Obviously I need to recover those chairs to make them match, and I also need more furniture for the other end of the room (it's a really big room), not to mention art for the walls, but it's basically done. I cannot believe that we finally tackled it. Three years of hating that 300 square feet of house, and now I just plain like it. Pictures of the rest of the progress are here.
More specifically, I like caulk's ability to make my rickety house look less bockety. What pushes me into the realm of gushy squishy disgusting love is this, my newest toy:
I bought him yesterday morning, and I'm in love. He's maybe the most instantly satisfying home improvement purchase I've ever made. I have weak hands and perpetually sore wrists, and installing the molding around the bottom of the baseboards just about killed me.

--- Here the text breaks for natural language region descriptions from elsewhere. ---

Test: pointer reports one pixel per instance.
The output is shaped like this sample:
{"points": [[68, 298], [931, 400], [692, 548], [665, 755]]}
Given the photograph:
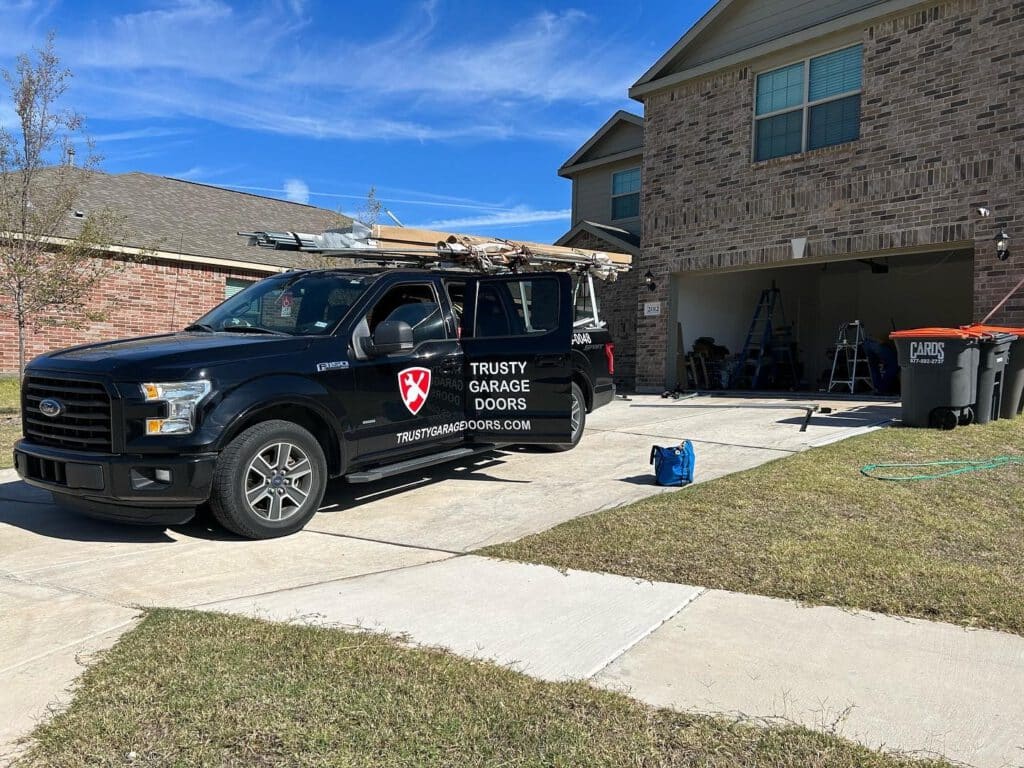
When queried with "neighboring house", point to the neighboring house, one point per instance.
{"points": [[606, 184], [838, 150], [190, 255]]}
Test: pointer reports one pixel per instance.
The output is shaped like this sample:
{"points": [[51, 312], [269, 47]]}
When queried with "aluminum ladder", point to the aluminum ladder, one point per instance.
{"points": [[768, 344], [850, 345]]}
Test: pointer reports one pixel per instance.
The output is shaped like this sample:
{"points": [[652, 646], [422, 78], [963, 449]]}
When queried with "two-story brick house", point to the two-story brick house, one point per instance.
{"points": [[606, 185], [839, 150]]}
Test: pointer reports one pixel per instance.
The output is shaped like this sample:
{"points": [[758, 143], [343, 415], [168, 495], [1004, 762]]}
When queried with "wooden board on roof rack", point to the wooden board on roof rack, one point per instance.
{"points": [[393, 245]]}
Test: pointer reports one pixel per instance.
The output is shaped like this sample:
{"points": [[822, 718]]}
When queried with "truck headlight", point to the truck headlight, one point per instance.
{"points": [[181, 398]]}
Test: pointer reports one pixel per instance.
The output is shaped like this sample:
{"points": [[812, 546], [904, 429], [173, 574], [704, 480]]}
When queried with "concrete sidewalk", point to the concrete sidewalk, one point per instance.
{"points": [[887, 682], [70, 585]]}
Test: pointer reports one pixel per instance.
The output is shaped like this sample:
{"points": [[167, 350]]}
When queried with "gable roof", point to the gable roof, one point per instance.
{"points": [[621, 118], [173, 216], [736, 31], [622, 240]]}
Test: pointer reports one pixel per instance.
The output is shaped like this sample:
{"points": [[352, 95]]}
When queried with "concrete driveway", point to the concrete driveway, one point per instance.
{"points": [[70, 586]]}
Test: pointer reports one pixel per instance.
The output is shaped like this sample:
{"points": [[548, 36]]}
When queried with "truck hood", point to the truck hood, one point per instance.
{"points": [[157, 356]]}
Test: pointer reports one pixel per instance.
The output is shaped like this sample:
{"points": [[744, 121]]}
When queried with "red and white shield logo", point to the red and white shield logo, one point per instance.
{"points": [[414, 383]]}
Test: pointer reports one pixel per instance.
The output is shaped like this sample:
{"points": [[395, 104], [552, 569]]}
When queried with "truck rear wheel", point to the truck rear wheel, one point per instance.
{"points": [[269, 480], [578, 420]]}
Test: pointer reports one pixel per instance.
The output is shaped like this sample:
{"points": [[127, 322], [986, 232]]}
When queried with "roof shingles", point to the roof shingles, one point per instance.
{"points": [[193, 219]]}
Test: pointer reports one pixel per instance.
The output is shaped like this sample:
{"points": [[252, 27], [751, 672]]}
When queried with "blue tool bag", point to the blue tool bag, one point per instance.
{"points": [[673, 466]]}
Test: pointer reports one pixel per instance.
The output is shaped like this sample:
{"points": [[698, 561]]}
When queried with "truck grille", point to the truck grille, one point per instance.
{"points": [[84, 423]]}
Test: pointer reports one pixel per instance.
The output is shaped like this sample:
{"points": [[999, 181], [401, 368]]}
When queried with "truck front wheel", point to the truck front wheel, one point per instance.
{"points": [[269, 480]]}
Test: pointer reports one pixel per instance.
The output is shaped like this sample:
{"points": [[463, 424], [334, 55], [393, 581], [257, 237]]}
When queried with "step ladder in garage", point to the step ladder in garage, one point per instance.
{"points": [[768, 356], [850, 366]]}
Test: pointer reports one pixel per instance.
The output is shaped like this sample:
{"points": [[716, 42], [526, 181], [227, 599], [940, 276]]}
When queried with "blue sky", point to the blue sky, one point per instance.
{"points": [[458, 113]]}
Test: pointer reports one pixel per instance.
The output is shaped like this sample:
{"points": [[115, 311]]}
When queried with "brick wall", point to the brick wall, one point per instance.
{"points": [[942, 132], [143, 298]]}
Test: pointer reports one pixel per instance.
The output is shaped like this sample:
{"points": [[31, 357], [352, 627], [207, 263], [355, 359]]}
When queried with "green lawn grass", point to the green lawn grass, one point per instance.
{"points": [[10, 423], [810, 527], [193, 689]]}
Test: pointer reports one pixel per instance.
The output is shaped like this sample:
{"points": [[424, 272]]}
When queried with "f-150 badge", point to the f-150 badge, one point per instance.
{"points": [[414, 383]]}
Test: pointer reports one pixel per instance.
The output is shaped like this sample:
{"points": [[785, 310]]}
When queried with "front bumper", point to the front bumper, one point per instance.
{"points": [[120, 487]]}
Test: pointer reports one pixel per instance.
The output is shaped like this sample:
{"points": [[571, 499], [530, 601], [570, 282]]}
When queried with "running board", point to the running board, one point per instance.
{"points": [[389, 470]]}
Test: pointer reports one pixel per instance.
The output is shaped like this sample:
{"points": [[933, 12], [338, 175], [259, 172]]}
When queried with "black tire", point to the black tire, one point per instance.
{"points": [[290, 494], [943, 418], [580, 410]]}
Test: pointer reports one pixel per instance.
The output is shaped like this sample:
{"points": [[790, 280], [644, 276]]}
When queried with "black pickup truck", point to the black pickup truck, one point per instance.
{"points": [[360, 373]]}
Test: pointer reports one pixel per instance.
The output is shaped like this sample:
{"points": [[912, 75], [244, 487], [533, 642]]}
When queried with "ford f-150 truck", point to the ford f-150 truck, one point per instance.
{"points": [[360, 373]]}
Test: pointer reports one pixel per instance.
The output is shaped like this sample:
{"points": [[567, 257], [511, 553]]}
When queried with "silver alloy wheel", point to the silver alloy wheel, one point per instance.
{"points": [[278, 481]]}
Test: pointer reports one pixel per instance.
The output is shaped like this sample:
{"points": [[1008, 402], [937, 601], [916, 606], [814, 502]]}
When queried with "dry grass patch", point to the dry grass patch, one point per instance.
{"points": [[10, 420], [203, 689]]}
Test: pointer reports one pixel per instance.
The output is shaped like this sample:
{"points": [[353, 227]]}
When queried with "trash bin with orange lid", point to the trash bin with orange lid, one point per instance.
{"points": [[1000, 373], [939, 375]]}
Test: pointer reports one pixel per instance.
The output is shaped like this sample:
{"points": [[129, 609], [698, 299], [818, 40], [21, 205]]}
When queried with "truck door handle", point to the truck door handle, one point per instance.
{"points": [[550, 360]]}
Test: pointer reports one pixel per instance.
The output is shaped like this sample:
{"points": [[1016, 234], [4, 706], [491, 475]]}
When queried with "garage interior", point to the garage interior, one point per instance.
{"points": [[814, 300]]}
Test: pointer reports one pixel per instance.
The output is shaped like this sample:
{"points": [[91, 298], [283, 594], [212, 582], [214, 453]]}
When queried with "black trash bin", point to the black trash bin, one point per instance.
{"points": [[1013, 375], [939, 370], [993, 354]]}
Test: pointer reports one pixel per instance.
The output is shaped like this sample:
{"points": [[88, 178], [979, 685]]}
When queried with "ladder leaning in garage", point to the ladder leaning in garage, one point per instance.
{"points": [[767, 356]]}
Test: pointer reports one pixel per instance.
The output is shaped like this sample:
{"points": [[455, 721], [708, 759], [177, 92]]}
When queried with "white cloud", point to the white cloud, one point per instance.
{"points": [[297, 190], [133, 135], [262, 66], [518, 216]]}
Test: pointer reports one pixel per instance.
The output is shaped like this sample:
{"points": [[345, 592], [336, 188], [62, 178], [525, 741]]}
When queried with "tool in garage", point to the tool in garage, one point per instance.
{"points": [[767, 356], [854, 368]]}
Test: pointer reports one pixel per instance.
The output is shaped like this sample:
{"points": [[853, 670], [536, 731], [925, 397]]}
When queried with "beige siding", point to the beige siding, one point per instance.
{"points": [[623, 137], [751, 23], [592, 196]]}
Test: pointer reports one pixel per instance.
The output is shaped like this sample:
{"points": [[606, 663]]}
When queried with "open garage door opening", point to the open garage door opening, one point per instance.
{"points": [[714, 312]]}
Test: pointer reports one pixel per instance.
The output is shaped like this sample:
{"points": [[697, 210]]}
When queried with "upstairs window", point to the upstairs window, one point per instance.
{"points": [[626, 195], [808, 104]]}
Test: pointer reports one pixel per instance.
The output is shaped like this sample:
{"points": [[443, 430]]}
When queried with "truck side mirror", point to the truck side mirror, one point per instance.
{"points": [[392, 336]]}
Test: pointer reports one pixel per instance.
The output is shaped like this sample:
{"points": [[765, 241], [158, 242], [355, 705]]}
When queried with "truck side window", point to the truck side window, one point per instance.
{"points": [[585, 303], [520, 307], [416, 305]]}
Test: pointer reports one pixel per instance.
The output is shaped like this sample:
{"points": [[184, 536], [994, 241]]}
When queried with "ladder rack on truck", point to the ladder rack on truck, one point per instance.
{"points": [[407, 247]]}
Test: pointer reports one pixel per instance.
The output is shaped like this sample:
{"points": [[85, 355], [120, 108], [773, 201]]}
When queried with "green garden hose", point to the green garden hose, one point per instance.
{"points": [[954, 468]]}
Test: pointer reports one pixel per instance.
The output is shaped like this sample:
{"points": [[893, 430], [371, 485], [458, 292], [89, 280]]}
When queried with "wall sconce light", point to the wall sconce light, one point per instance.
{"points": [[1001, 245], [648, 280]]}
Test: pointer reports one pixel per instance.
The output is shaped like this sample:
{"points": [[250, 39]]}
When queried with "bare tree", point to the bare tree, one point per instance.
{"points": [[48, 264], [370, 212]]}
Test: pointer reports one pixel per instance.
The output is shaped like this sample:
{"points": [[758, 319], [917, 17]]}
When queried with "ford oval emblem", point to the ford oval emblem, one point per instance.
{"points": [[50, 408]]}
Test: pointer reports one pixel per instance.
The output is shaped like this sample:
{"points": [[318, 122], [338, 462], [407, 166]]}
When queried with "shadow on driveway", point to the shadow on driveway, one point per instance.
{"points": [[342, 496], [34, 510]]}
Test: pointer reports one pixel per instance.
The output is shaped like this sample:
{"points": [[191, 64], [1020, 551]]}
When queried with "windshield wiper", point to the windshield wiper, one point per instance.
{"points": [[251, 330]]}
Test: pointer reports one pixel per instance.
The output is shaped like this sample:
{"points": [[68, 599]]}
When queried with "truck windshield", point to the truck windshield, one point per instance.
{"points": [[303, 304]]}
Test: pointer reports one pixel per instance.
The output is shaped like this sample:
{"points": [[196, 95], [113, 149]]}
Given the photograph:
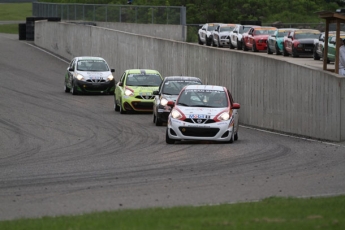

So to be able to effortlessly lay a bead of painter's caulk around said trim in about twenty minutes is a true blessing.
Unfortunately, my little battery powered caulk gun just isn't strong enough for DAP "Better than the Nail" Moulding Adhesive. So today, when Mr. Deplume and I installed the crown molding, he had to work the old-fashioned caulk gun. Luckily, the man is strong as an ox, and had no trouble rising to the occasion. We ran out of the specialty adhesive 4/5 of the way through the project and found in a spectacular manner that liquid nails is just not a good idea. I'm sure it's fine for people hanging trim in a drywalled room equipped with an pneumatic nailer, but that is not the case here, and we had an 8-ft piece of trim fall on our heads, leaving an unsightly blob of brown liquid nails on the floor. oops.
So back to Menards I went, and came back with the right tools for the job. And some wine and crusty Italian bread (not from Menards, of course). By 4:30 PM, we had 72 linear feet of polystyrene crown molding hanging securely along the perimeter of our front room. If you are planning on diving into the dangerous world of compound miter cuts, I suggest this video. After each watching it, we only made one cut wrong, but it was actually fine for a different corner in the room. We don't have a saw like theirs, but the miter box and hand saw essentially does the same thing.
I promise pictures of the finished molding tomorrow afternoon, once I get done with the paint touch ups. (At least my plan is to finish the paint tomorrow-- you just never know how things will turn out, though, in the Deplume house.)
I also finished a 4th and started work on my 5th sock yesterday. The 4th sock I started was the first ever completed, and Number 5 is its mate. I'll post about that soon, too. This room project is stealing my knit time away.
Addendum: Mr. Deplume and I are not responsible for the ladder being that messy. It is a hand-me-down and looked like a paint store blew up on it before it came into our possession 10 years ago. It has served us well, regardless of outer appearances, bless its vertical heart.
The ceiling in the front room has turned into quite an affair, which is odd, as I really thought that it would be the easiest thing in the whole project. There was a large discolored spot in the center of the room, presumably from old water damage. I figured it wasn't too bad, so I skipped the primer step. That was mistake number one. So then I started a second coat (mistake number 2), and it was obvious that I was going to have to go back and prime the center of the room.
By this time, I was low on paint-- it's a 300 sqft. room, and the ceiling has that sand texture on it, so a gallon is just barely enough for one coat. I went to a basement and pulled out another can of ceiling paint. Same brand of paint, and this was supposedly "bright white" and the other "brilliant white", so I figured that if mixed them together, we'd have enough paint for the third pass at the center part of the ceiling (to cover the primer) and I could put this to bed.
Here's where mistake number four comes in: the basement paint had apparently been tinted off white. I don't know why it wasn't labeled. So now I have 3/4 of a ceiling that is off white, and a few patches of brillirant white around the edges.
I have now whined enough that Mr. Deplume will paint the ceiling with the brand new gallon of "casual white" paint that I bought at Ace today, while I continue cleaning and priming trim. I swear I'll get this done by Thanksgiving when a zillion people will be coming over for turkey and pie. If you are a religious sort, and have a spot on your prayin' schedule, would you mind throwing my front room on there for me?